Last time around I saw what gradient clipping can do -- it improved loss over the baseline by 0.014, bringing it down from 3.692 to 3.678. Not much, but it's something!

This time, I wanted to see what happened if we trained without dropout. Would removing it make the test loss worse, or better?

Background:

In a blog post last summer about architectural advances in LLMs since GPT-2, Sebastian Raschka wrote:

Dropout (2012) is a traditional technique to prevent overfitting by randomly "dropping out" (i.e., setting to zero) a fraction of the layer activations or attention scores (Figure 3) during training. However, dropout is rarely used in modern LLMs, and most models after GPT-2 have dropped it (no pun intended).

I assume that dropout was originally used in GPT-2 because it was inherited from the original transformer architecture. Researchers likely noticed that it does not really improve LLM performance (I observed the same in my small-scale GPT-2 replication runs). This is likely because LLMs are typically trained for only a single epoch over massive datasets, which is in contrast to the multi-hundred-epoch training regimes for which dropout was first introduced. So, since LLMs see each token only once during training, there is little risk of overfitting.

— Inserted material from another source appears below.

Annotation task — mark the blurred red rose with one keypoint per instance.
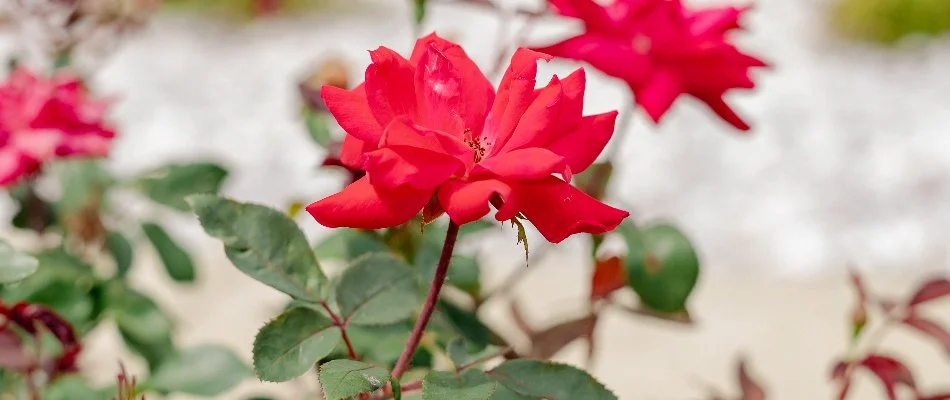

That makes quite a lot of sense. My own understanding of dropout was that it was a bit broader than just preventing overfitting -- it seemed to me to be similar to the mandatory vacation policies that financial firms user to prevent over-dependence on individuals. My instinct was that having knowledge distributed across different weights in the model was good in and of itself, even beyond its benefit on multiple-epoch training.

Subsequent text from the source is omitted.